「さつまあげ」の語源は薩摩藩?琉球生まれの揚げかまぼこの旅


1. 「さつまあげ」は「薩摩」+「揚げ」

「さつまあげ」の名前は、**薩摩藩(現在の鹿児島県)**で食べられていた揚げかまぼこが全国に広まったことに由来します。「薩摩」は地名、「揚げ」は揚げかまぼこという製法を指しており、「薩摩で作られた揚げかまぼこ」がそのまま名前になりました。

2. 元祖は琉球の「チキアギ」

さつまあげのルーツは、**琉球(現在の沖縄)**の伝統料理「チキアギ(チキン・アギー)」とされています。「チキアギ」は琉球語で「つけ揚げ」を意味し、魚のすり身を成形して油で揚げた食品です。現在も沖縄では「チキアギ」という名で親しまれています。

3. 薩摩藩が琉球から持ち帰った

17世紀初頭、薩摩藩は琉球王国を支配下に置きました(1609年)。この交流の中で琉球の食文化が薩摩に伝わり、チキアギが薩摩の食として定着したと考えられています。薩摩の豊富な魚介類を活かして独自に発展し、「薩摩揚げ」として全国に知られるようになりました。

4. 鹿児島では「つけあげ」と呼ぶ

発祥の地である鹿児島県では、さつまあげのことを**「つけあげ(付け揚げ)」**と呼びます。「つけ」は「浸けて揚げる」ではなく、魚のすり身を成形して(つけて)揚げるという意味で、琉球のチキアギ(つけ揚げ)という呼び名が鹿児島にそのまま残ったものです。

5. 関西では「天ぷら」と呼ばれる

大阪・兵庫などの関西地方では、さつまあげのことを**「天ぷら」**と呼ぶことがあります。関西でいう「天ぷら」は衣をつけて揚げたものではなく、すり身を揚げたかまぼこ製品を指します。

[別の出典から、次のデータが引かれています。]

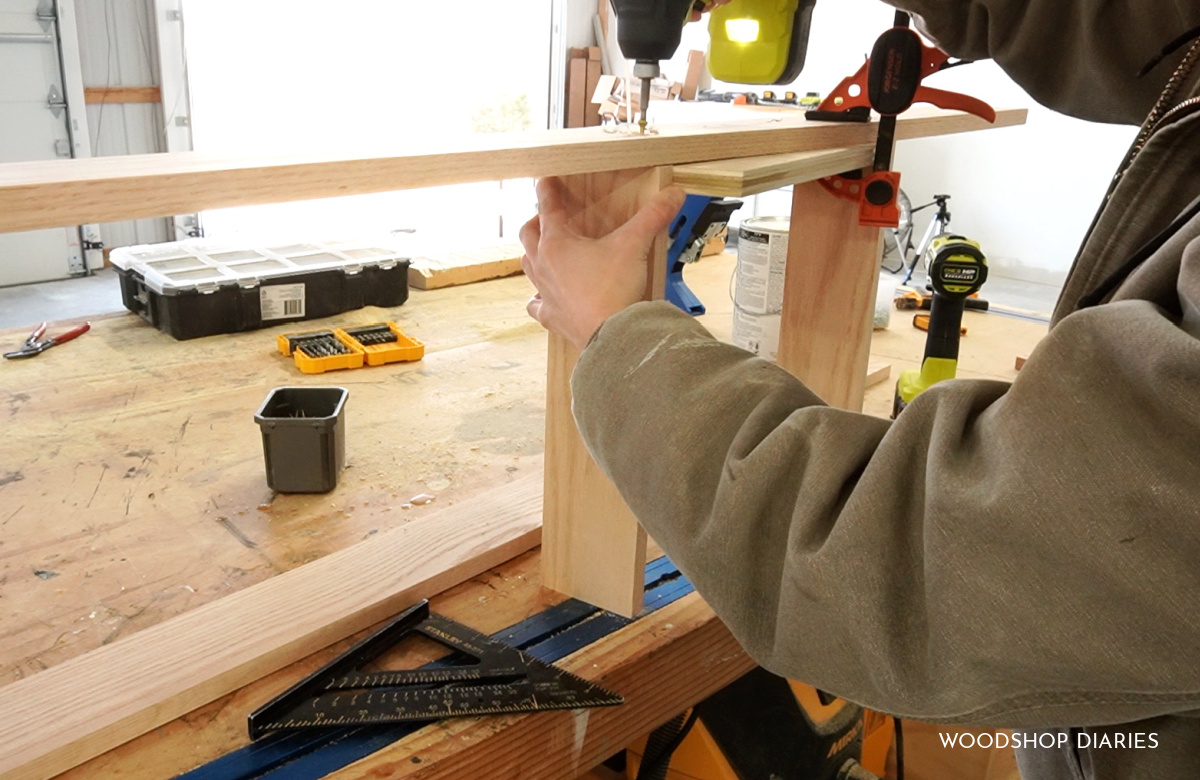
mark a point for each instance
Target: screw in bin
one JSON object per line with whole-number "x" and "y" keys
{"x": 304, "y": 438}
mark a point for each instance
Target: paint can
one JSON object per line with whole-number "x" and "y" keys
{"x": 759, "y": 295}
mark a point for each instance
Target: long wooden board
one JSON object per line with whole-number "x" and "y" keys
{"x": 59, "y": 192}
{"x": 70, "y": 713}
{"x": 750, "y": 175}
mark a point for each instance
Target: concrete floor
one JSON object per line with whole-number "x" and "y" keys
{"x": 27, "y": 305}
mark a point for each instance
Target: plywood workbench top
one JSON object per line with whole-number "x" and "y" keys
{"x": 132, "y": 484}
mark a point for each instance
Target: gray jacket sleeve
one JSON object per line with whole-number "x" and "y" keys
{"x": 1077, "y": 57}
{"x": 1015, "y": 555}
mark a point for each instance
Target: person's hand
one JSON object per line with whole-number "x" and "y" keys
{"x": 581, "y": 281}
{"x": 708, "y": 6}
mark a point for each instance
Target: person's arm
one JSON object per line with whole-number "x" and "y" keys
{"x": 1019, "y": 556}
{"x": 1077, "y": 57}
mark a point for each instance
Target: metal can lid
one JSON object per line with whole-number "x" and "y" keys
{"x": 768, "y": 225}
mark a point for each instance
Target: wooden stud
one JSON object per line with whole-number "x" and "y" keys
{"x": 829, "y": 292}
{"x": 593, "y": 547}
{"x": 576, "y": 91}
{"x": 78, "y": 709}
{"x": 592, "y": 111}
{"x": 121, "y": 95}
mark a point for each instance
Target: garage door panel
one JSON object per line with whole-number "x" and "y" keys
{"x": 36, "y": 256}
{"x": 29, "y": 132}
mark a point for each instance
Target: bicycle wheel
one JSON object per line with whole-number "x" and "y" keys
{"x": 898, "y": 240}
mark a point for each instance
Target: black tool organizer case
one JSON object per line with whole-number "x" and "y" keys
{"x": 198, "y": 288}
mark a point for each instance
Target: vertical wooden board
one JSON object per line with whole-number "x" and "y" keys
{"x": 829, "y": 292}
{"x": 592, "y": 111}
{"x": 576, "y": 91}
{"x": 593, "y": 547}
{"x": 695, "y": 72}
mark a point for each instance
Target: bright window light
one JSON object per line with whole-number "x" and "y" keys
{"x": 742, "y": 30}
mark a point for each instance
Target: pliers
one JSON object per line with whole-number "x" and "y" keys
{"x": 36, "y": 345}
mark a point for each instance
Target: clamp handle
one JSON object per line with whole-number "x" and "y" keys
{"x": 891, "y": 79}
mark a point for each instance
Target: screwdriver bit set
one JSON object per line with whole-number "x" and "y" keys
{"x": 376, "y": 345}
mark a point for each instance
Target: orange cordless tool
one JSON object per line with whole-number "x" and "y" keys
{"x": 889, "y": 82}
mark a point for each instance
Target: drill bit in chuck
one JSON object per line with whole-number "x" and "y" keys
{"x": 646, "y": 71}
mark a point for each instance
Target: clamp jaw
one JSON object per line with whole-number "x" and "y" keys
{"x": 889, "y": 82}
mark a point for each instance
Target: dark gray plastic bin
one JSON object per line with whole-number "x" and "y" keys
{"x": 304, "y": 438}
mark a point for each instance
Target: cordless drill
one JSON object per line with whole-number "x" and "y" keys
{"x": 957, "y": 271}
{"x": 648, "y": 31}
{"x": 750, "y": 41}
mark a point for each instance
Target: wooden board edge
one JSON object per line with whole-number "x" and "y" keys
{"x": 53, "y": 193}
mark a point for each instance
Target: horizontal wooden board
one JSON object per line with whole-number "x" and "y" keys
{"x": 61, "y": 192}
{"x": 466, "y": 267}
{"x": 78, "y": 709}
{"x": 750, "y": 175}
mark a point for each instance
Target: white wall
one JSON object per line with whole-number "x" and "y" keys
{"x": 118, "y": 47}
{"x": 303, "y": 76}
{"x": 1026, "y": 193}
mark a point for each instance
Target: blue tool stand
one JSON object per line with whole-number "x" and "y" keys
{"x": 700, "y": 219}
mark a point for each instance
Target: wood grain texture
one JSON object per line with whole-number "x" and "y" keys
{"x": 750, "y": 175}
{"x": 121, "y": 95}
{"x": 479, "y": 388}
{"x": 466, "y": 267}
{"x": 829, "y": 289}
{"x": 60, "y": 192}
{"x": 593, "y": 547}
{"x": 661, "y": 665}
{"x": 70, "y": 713}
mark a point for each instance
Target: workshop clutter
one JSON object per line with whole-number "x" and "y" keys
{"x": 377, "y": 345}
{"x": 199, "y": 288}
{"x": 759, "y": 297}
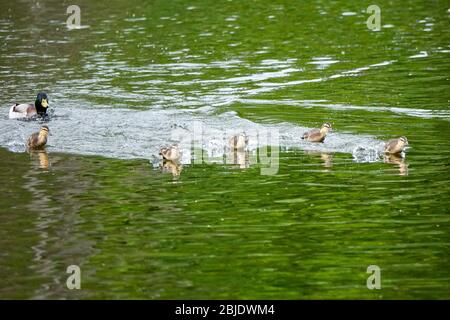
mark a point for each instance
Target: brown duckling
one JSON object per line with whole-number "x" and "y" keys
{"x": 398, "y": 160}
{"x": 171, "y": 153}
{"x": 26, "y": 110}
{"x": 317, "y": 135}
{"x": 395, "y": 146}
{"x": 38, "y": 140}
{"x": 238, "y": 142}
{"x": 174, "y": 168}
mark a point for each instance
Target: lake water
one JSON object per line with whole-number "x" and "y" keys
{"x": 286, "y": 219}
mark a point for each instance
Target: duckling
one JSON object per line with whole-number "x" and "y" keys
{"x": 238, "y": 142}
{"x": 240, "y": 157}
{"x": 318, "y": 135}
{"x": 38, "y": 140}
{"x": 171, "y": 153}
{"x": 395, "y": 146}
{"x": 26, "y": 110}
{"x": 397, "y": 159}
{"x": 174, "y": 168}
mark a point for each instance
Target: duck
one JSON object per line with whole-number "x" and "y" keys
{"x": 317, "y": 135}
{"x": 397, "y": 159}
{"x": 25, "y": 110}
{"x": 171, "y": 153}
{"x": 238, "y": 142}
{"x": 38, "y": 140}
{"x": 174, "y": 168}
{"x": 396, "y": 146}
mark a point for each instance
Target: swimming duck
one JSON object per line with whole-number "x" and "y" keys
{"x": 398, "y": 160}
{"x": 238, "y": 142}
{"x": 38, "y": 140}
{"x": 395, "y": 146}
{"x": 174, "y": 168}
{"x": 317, "y": 135}
{"x": 171, "y": 153}
{"x": 26, "y": 110}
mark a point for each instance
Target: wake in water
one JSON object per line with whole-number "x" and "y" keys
{"x": 128, "y": 134}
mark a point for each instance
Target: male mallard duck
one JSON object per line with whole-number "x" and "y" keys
{"x": 171, "y": 153}
{"x": 317, "y": 135}
{"x": 238, "y": 142}
{"x": 395, "y": 146}
{"x": 26, "y": 110}
{"x": 38, "y": 139}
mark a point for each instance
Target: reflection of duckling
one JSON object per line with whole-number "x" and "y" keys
{"x": 171, "y": 167}
{"x": 317, "y": 135}
{"x": 42, "y": 158}
{"x": 327, "y": 158}
{"x": 238, "y": 142}
{"x": 398, "y": 160}
{"x": 26, "y": 110}
{"x": 38, "y": 140}
{"x": 240, "y": 157}
{"x": 395, "y": 146}
{"x": 171, "y": 153}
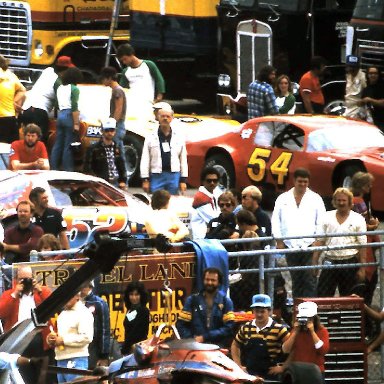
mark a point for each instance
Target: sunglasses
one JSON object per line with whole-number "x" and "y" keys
{"x": 212, "y": 180}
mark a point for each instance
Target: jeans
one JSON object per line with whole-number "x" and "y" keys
{"x": 119, "y": 140}
{"x": 165, "y": 180}
{"x": 76, "y": 362}
{"x": 62, "y": 155}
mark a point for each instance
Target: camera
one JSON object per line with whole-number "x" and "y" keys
{"x": 27, "y": 283}
{"x": 303, "y": 321}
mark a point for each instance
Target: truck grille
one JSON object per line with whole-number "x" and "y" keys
{"x": 15, "y": 32}
{"x": 371, "y": 53}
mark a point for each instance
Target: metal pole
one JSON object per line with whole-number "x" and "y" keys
{"x": 114, "y": 21}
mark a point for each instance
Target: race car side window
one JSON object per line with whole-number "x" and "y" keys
{"x": 267, "y": 131}
{"x": 291, "y": 138}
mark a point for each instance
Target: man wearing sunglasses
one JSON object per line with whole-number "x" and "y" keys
{"x": 205, "y": 202}
{"x": 224, "y": 226}
{"x": 104, "y": 158}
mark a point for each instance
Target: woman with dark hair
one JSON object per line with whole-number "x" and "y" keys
{"x": 361, "y": 185}
{"x": 136, "y": 321}
{"x": 68, "y": 119}
{"x": 373, "y": 96}
{"x": 309, "y": 339}
{"x": 284, "y": 96}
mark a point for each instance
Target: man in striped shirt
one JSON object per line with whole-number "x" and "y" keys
{"x": 259, "y": 344}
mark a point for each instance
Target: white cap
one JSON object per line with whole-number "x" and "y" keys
{"x": 163, "y": 105}
{"x": 108, "y": 123}
{"x": 307, "y": 309}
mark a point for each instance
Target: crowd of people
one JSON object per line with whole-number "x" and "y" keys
{"x": 265, "y": 347}
{"x": 364, "y": 95}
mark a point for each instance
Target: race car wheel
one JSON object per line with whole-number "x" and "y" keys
{"x": 344, "y": 178}
{"x": 133, "y": 147}
{"x": 302, "y": 373}
{"x": 225, "y": 167}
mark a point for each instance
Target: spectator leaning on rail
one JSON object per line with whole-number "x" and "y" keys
{"x": 205, "y": 202}
{"x": 208, "y": 316}
{"x": 298, "y": 212}
{"x": 341, "y": 220}
{"x": 49, "y": 219}
{"x": 29, "y": 153}
{"x": 309, "y": 339}
{"x": 164, "y": 159}
{"x": 105, "y": 159}
{"x": 259, "y": 343}
{"x": 260, "y": 96}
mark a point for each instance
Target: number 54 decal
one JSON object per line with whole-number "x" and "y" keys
{"x": 258, "y": 163}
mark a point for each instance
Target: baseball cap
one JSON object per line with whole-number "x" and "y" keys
{"x": 261, "y": 300}
{"x": 352, "y": 61}
{"x": 307, "y": 309}
{"x": 109, "y": 123}
{"x": 163, "y": 105}
{"x": 64, "y": 61}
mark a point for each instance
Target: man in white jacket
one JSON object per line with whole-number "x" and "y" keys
{"x": 164, "y": 159}
{"x": 298, "y": 212}
{"x": 74, "y": 334}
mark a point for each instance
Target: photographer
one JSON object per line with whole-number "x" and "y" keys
{"x": 17, "y": 303}
{"x": 309, "y": 340}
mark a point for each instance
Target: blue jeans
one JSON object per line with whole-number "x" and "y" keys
{"x": 62, "y": 154}
{"x": 165, "y": 180}
{"x": 76, "y": 362}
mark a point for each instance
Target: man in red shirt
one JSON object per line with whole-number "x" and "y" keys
{"x": 29, "y": 153}
{"x": 310, "y": 87}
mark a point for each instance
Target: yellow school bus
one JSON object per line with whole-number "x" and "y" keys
{"x": 35, "y": 32}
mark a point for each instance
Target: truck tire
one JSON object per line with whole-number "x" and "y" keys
{"x": 133, "y": 148}
{"x": 225, "y": 167}
{"x": 302, "y": 373}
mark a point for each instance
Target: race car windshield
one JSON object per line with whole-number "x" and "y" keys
{"x": 344, "y": 138}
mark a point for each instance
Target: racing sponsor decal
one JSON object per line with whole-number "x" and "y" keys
{"x": 259, "y": 162}
{"x": 152, "y": 270}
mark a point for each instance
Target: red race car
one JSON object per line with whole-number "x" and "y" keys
{"x": 265, "y": 152}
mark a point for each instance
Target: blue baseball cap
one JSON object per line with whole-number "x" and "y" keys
{"x": 261, "y": 300}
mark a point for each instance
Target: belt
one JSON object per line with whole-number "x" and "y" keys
{"x": 342, "y": 261}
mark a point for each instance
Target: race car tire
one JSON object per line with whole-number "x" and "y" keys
{"x": 344, "y": 176}
{"x": 225, "y": 167}
{"x": 302, "y": 373}
{"x": 133, "y": 148}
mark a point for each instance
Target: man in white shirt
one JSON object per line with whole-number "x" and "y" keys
{"x": 298, "y": 212}
{"x": 341, "y": 220}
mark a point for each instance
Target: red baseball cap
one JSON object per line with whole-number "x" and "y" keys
{"x": 64, "y": 61}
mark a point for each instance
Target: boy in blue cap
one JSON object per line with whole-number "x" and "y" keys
{"x": 259, "y": 343}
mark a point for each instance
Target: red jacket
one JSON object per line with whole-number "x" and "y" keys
{"x": 9, "y": 309}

関西出身者が「おでんに天ぷらを入れる」と言うと、他地域の人が混乱する原因のひとつです。

6. 静岡・愛知では「はんぺん」と呼ぶ地域がある

静岡県や愛知県の一部では、さつまあげに近い製品を**「はんぺん」**と呼ぶことがあります。ただし関東でいう「はんぺん」(白くてふわふわした製品)とは別物です。同じ食品が地域によって異なる名前を持つ典型例として、食文化の地域差を示しています。

7. 「かまぼこ」との違い

さつまあげと板かまぼこはどちらも魚のすり身製品ですが、製法が異なります。板かまぼこは蒸して作るのに対し、さつまあげは油で揚げて作ります。揚げることで外側に焦げた香ばしさが加わり、保存性も高まります。油揚げの製法が薩摩の食文化に合っていたことも普及の一因です。

8. 明治期以降に全国へ広まった

さつまあげが全国的に知られるようになったのは明治時代以降のことです。交通網の整備や缶詰・保存食技術の発達により、鹿児島の食品が全国市場に出回るようになりました。「薩摩」という名を冠することで産地をブランドとして打ち出した戦略も、普及を後押ししました。

9. おでんの具として定着した理由

さつまあげがおでんの具として全国に定着した背景には、出汁をよく吸うという特性があります。揚げた表面に細かい気泡状の組織があるため、煮込むことでだし汁が染み込みやすく、おでんの風味が豊かになります。江戸のおでん文化と結びついて関東にも広まりました。

10. 沖縄では今も「チキアギ」が現役

現在も沖縄県では「チキアギ」として販売・製造されており、豚肉や島豆腐を混ぜ込んだ沖縄独自のバリエーションが存在します。さつまあげの源流がそのまま現地で受け継がれており、鹿児島の「つけあげ」、全国の「さつまあげ」、沖縄の「チキアギ」と、同じルーツを持つ食品が三つの名前で今もそれぞれの地で愛されています。


琉球のチキアギが薩摩に渡り、薩摩あげとして日本全国に広まった。一枚の揚げかまぼこの中に、琉球と薩摩の歴史的な交流と、各地の食文化が凝縮されています。地域ごとの呼び名の違いを知ると、おでん鍋の中の一品がにわかに味わい深く見えてきます。